We’re growing fast and attracting the best talent in the world. Bricksters — as we call ourselves — are a special mix of smart, curious, quick thinkers. If you ask a Brickster what they love about working here, you’ll likely hear about our culture.
We are seeking an experienced NOC Engineer to join our team. The successful candidate will be responsible for monitoring critical Databricks’ infrastructure and developing monitoring tools and alerting dashboards.
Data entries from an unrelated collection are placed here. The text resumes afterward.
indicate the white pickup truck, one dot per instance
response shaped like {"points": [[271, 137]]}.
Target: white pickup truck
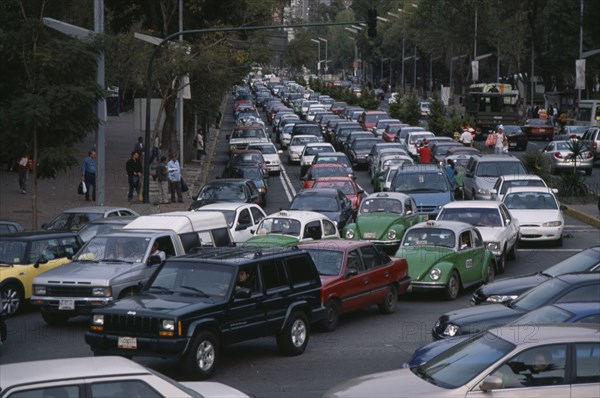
{"points": [[118, 263]]}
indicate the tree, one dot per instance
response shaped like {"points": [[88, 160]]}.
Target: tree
{"points": [[48, 103]]}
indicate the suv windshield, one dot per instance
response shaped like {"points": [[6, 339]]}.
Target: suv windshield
{"points": [[114, 248], [497, 169], [420, 182]]}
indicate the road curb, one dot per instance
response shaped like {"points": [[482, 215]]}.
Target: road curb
{"points": [[583, 217]]}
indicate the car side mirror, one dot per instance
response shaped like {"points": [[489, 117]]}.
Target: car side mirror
{"points": [[41, 260], [491, 383], [153, 260], [242, 292], [352, 272]]}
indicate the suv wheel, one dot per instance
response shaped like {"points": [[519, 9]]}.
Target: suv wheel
{"points": [[54, 318], [203, 355], [293, 339], [391, 300], [332, 316]]}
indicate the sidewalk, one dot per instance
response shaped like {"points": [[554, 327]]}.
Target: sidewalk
{"points": [[60, 193]]}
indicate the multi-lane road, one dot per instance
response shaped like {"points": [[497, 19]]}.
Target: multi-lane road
{"points": [[365, 341]]}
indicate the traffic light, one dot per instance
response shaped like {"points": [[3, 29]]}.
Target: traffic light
{"points": [[372, 22]]}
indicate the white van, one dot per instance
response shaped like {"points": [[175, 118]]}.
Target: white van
{"points": [[588, 113], [194, 229]]}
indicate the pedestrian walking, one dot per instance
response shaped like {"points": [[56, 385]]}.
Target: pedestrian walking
{"points": [[500, 138], [25, 164], [88, 175], [199, 143], [174, 176], [161, 177], [134, 175], [155, 150]]}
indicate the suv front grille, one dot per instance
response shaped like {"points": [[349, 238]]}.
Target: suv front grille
{"points": [[131, 325], [69, 291]]}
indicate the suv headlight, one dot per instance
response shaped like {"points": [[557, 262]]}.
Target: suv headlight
{"points": [[101, 292], [168, 325], [499, 298], [451, 330], [493, 246], [98, 320], [39, 290], [552, 224]]}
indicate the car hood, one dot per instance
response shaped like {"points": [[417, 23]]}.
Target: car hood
{"points": [[395, 383], [430, 198], [98, 274], [271, 240], [510, 286], [379, 223], [422, 259], [535, 216], [151, 304], [491, 234], [481, 317]]}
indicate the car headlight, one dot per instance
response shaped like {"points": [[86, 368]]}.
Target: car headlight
{"points": [[168, 325], [102, 292], [39, 290], [493, 246], [500, 298], [451, 330], [98, 320], [552, 224]]}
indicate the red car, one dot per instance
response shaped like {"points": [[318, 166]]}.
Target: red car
{"points": [[317, 171], [345, 184], [538, 128], [356, 274], [391, 131]]}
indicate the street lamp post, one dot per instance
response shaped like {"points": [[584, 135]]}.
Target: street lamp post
{"points": [[318, 57], [326, 68]]}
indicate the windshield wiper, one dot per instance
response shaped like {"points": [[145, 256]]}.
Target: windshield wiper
{"points": [[162, 289], [200, 292], [424, 375]]}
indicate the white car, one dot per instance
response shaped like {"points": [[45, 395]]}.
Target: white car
{"points": [[241, 136], [515, 180], [107, 376], [296, 146], [498, 228], [242, 218], [270, 154], [538, 211], [311, 149]]}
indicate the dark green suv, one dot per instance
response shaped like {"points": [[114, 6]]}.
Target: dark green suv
{"points": [[198, 303]]}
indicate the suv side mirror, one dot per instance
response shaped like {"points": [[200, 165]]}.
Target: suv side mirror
{"points": [[153, 260], [242, 292]]}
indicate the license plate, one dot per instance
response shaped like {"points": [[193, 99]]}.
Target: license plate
{"points": [[128, 343], [66, 305]]}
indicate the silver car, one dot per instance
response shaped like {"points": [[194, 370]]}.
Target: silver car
{"points": [[510, 361], [108, 376], [560, 156]]}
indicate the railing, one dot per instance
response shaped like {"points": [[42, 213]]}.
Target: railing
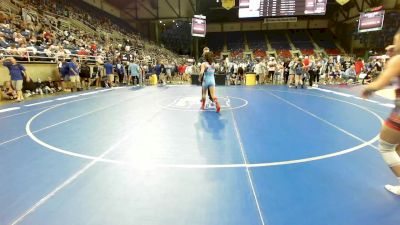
{"points": [[43, 57]]}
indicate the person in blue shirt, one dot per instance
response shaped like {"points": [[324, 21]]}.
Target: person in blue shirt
{"points": [[159, 68], [74, 78], [208, 83], [17, 73], [135, 73], [108, 66], [120, 69]]}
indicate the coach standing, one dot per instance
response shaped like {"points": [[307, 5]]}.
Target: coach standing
{"points": [[17, 73]]}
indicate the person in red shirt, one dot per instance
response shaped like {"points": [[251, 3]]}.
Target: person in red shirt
{"points": [[359, 66]]}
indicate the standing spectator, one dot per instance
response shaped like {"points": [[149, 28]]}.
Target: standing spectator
{"points": [[17, 73], [96, 74], [108, 66], [7, 92], [271, 69], [134, 71], [120, 68], [73, 68], [299, 70], [85, 75]]}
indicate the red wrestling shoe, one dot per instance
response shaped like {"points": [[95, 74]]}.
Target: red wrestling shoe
{"points": [[217, 105]]}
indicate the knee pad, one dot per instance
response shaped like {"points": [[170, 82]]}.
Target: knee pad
{"points": [[389, 154]]}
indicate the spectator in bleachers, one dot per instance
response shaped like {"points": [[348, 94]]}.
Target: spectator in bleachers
{"points": [[7, 92], [84, 75], [350, 74], [108, 66], [74, 78], [17, 73], [134, 72]]}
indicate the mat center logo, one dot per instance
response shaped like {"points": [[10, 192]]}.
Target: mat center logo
{"points": [[192, 102]]}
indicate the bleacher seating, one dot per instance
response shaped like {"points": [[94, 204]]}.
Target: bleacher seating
{"points": [[215, 41], [323, 38], [300, 39], [278, 40], [307, 51], [235, 41], [259, 54], [333, 51], [256, 40], [284, 53]]}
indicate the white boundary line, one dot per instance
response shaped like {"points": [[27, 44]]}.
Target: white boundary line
{"points": [[245, 160], [9, 109], [64, 121], [215, 166], [78, 173], [67, 182], [169, 107], [38, 103], [319, 118], [353, 96]]}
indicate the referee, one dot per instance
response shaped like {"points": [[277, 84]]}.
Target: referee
{"points": [[201, 60]]}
They will also work closely with stakeholders to investigate and resolve incidents, perform root cause analysis, and propose solutions to increase the reliability and stability of the Databricks Intelligence platform.
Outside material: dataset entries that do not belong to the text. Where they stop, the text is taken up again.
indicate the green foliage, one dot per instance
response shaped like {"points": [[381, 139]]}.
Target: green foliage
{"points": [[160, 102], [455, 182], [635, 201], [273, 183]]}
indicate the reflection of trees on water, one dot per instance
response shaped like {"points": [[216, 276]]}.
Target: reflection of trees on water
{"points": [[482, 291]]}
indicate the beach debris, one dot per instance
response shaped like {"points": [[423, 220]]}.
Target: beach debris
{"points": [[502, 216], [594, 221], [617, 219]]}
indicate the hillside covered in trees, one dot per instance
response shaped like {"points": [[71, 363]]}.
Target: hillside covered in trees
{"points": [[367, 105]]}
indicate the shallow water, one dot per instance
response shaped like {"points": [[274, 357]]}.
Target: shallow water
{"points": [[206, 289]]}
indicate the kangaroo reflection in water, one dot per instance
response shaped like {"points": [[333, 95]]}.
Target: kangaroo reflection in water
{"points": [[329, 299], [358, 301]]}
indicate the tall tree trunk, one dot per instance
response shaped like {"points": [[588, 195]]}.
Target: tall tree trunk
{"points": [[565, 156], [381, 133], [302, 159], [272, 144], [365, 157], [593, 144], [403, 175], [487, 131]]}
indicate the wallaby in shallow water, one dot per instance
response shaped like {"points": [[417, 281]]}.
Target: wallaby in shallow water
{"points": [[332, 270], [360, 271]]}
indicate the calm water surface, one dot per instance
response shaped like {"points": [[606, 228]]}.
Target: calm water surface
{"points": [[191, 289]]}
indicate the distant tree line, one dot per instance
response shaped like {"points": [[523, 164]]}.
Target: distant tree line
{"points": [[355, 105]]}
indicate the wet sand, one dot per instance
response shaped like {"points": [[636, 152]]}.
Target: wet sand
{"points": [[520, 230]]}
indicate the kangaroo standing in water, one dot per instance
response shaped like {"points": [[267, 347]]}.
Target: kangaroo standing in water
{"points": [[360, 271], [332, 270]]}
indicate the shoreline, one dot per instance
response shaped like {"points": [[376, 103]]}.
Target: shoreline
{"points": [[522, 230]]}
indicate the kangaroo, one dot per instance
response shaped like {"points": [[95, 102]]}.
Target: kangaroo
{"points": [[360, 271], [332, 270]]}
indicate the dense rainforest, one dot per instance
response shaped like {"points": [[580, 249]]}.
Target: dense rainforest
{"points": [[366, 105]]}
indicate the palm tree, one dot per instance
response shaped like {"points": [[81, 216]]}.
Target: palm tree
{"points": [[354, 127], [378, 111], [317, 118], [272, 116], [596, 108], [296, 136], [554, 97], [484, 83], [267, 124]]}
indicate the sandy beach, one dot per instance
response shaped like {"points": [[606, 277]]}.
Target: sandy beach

The impact you will have here:
- Monitor critical infrastructure, triage alerts to proactively identify incidents, and work with stakeholders to resolve incidents.
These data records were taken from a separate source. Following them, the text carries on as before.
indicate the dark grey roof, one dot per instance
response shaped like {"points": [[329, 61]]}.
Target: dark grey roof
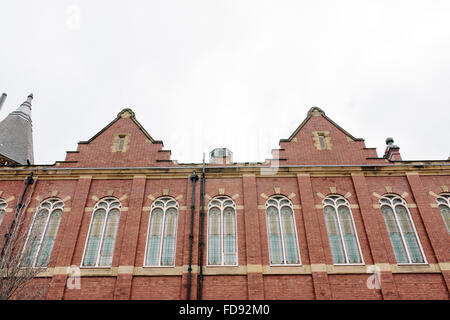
{"points": [[16, 135]]}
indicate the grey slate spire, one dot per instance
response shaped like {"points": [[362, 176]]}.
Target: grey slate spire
{"points": [[16, 136]]}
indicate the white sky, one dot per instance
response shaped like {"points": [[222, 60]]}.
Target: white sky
{"points": [[237, 74]]}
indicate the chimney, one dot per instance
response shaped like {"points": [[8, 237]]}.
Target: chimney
{"points": [[392, 152], [2, 100]]}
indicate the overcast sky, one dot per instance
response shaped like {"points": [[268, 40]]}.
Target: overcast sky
{"points": [[237, 74]]}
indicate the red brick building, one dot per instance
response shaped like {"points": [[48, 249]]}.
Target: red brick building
{"points": [[325, 218]]}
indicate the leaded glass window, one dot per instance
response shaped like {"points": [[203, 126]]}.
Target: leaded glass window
{"points": [[222, 244], [3, 205], [282, 232], [162, 232], [444, 207], [344, 244], [99, 249], [42, 234], [402, 233]]}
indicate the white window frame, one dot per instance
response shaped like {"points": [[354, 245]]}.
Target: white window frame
{"points": [[53, 206], [278, 199], [222, 208], [3, 206], [390, 198], [164, 208], [444, 199], [335, 198], [108, 210]]}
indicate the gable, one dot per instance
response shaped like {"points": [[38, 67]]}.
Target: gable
{"points": [[318, 140], [122, 143]]}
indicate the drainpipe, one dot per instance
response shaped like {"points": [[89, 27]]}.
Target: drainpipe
{"points": [[193, 178], [28, 182], [201, 243]]}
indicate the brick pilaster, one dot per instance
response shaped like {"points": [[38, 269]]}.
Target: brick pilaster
{"points": [[371, 220], [315, 248], [195, 240], [129, 243], [252, 239], [71, 230]]}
- Investigate incidents and propose solutions to improve platform reliability and stability.
- Perform root cause analysis for reoccurring incidents and provide proactive solutions.
- Develop toolings or automate processes to improve platform monitoring and alerting.
- Contribute to software development efforts to improve overall service reliability and stability.
- Communicate effectively with internal stakeholders, including executive staff, to provide incident analysis.
- Participate in war rooms and temporary communication channels during outages.
- Demonstrate cross-functional leadership and establish ownership of incidents and outages.
- Possess the ability to multitask on several incidents and/or projects at once
What are we looking for?
- Minimum of 3 years of experience as a NOC, SRE, or DevOps engineer
- Strong knowledge of cloud technologies such as Azure, AWS, and GCP
- Hands-on experience with monitoring, logging, and alerting tools such as ELK, Prometheus, Grafana, Pager Duty, etc.
- Hands-on experience with containers and orchestration technologies such as Docker and Kubernetes.
- Strong software development skills and experience
- Proficiency in automation and scripting (Python, Bash, Terraform)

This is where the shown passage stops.